INTRODUCCIÓN
Durante la primera mitad del siglo XIX, permanecían inmutables los tres principales problemas de la cirugía: el dolor, las infecciones y las hemorragias. La mortalidad quirúrgica era tan elevada que James J. Simpson (1869) dijo: “Un soldado tiene más probabilidades de sobrevivir en Waterloo que un paciente en un hospital”.
Así las cosas, durante la era preanestésica la rapidez de la intervención quirúrgica marcaba la diferencia en términos de dolor y supervivencia del paciente. Florence Nightingale, en sus famosas Notas sobre enfermería, (1858) decía: “En circunstancias idénticas, el éxito de una operación radicaba en la rapidez con la que el cirujano operaba”.
Recientemente la lectura de una muy recomendable novela (1) me ha permitido reencontrarme con Robert Liston, “el bisturí más rápido del West End” (2). Su vida y obra (2,3) todavía nos aportan importantes enseñanzas.
RÉCORDS MUNDIALES
Una amputación del año 1830 realizada por Liston podría resumirse en: “¡Caballeros, tiempo!”, gritaba el profesor a los estudiantes presentes en el teatro de operaciones, quienes cronometraban la duración de la cirugía. Posteriormente estos dirían que el corte del bisturí fue simultáneo al serrado del hueso. De hecho, para reducir el tiempo operatorio Liston se ponía el cuchillo ensangrentado entre sus dientes, dejando así libre sus manos para seguir operando (Fig. 1). En estos breves minutos, el paciente pasaba de estar despierto y asustado a chillar de forma alarmante y, en el mejor de los casos, a desmayarse.
La rapidez de Liston fue una mezcla de don y maldición. Amputaba una pierna en dos minutos y medio. Su récord lo tenía en 28 segundos. Por ello, no extraña que durante otra ultrarrápida intervención seccionara, de manera accidental, el testículo del paciente que amputaba.

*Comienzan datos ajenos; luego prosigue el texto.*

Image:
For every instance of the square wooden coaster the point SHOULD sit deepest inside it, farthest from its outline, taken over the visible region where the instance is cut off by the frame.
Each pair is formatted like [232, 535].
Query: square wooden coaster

Pero su percance más popular (aunque posiblemente apócrifo), según refiere el cirujano y escritor británico Richard Gordon en su libro Grandes desastres médicos (1983), fue durante otra amputación. Se trataba de un paciente con una gangrena muy avanzada. Liston, con su fugaz rapidez, al cortar con el bisturí el muslo del paciente, amputó tres dedos de su joven ayudante y cortó el abrigo de un mdico mayor que estaba cerca de la mesa operatoria observando la intervención. El paciente sobrevivió a la cirugía. A los pocos días, tanto el paciente como el ayudante (su herida se infectó) fallecieron de sepsis (situación habitual en la era prelisteriana). El espectador también perdió la vida a causa de un ataque cardiaco al creerse herido por la visión de la sangre (procedentes del paciente y del ayudante de Liston) presente en su abrigo seccionado. Así las cosas, la referida intervención se convirtió en la única en la historia con una mortalidad del 300%. Indudablemente un récord difícil de superar.
No obstante, aunque estos datos suenan a incompetencia, en realidad el profesor Liston era muy respetado por pacientes y colegas (ver próxima nota histórica en Angiología sobre Robert Liston). Su reputación era tan buena que los pacientes preferían pasar días en su sala de espera antes que acudir a otro cirujano.
Indudablemente, en esta era un desafío operar con éxito a un paciente consciente; para ser buen cirujano cada segundo contaba. Según el citado Richard Gordon, mientras en las mesas del hospital St. Bart (Londres) morían uno de cada cuatro pacientes, donde operaba Liston (University College Hospital, Londres) únicamente moría uno de cada diez pacientes.
STOP A LA VELOCIDAD
En 1846, pocos meses después de la célebre operación de Morton en la que se empleó éter (Massachusett General Hospital, Boston, Estados Unidos), Liston amputó a un paciente llamado Frederick Churchill, que padecía un problema incurable en una rodilla. El día de la cirugía, Liston entró en la sala de operaciones (University College Hospital, Londres, Inglaterra) y dijo: “Señores, hoy vamos a emplear una artimaña yanqui que hace que los hombres se vuelvan insensibles”. Se inició la operación y se terminó 25 segundos después. El paciente despertó minutos más tarde y preguntó: “Cuándo comienza la operación” (Fig. 2).
A partir de entonces la anestesia permitió reducir la velocidad de la cirugía, operar con más tranquilidad y aportar también seguridad a pacientes y a ayudantes (“no se cortarían más testículos o dedos accidentalmente”). A partir de ese momento, el dolor ya no sería obstáculo para una cirugía exitosa, y la velocidad tampoco sería la cualidad más importante del cirujano. Pero Liston no vivió este gran cambio, ya que falleció pocos meses después.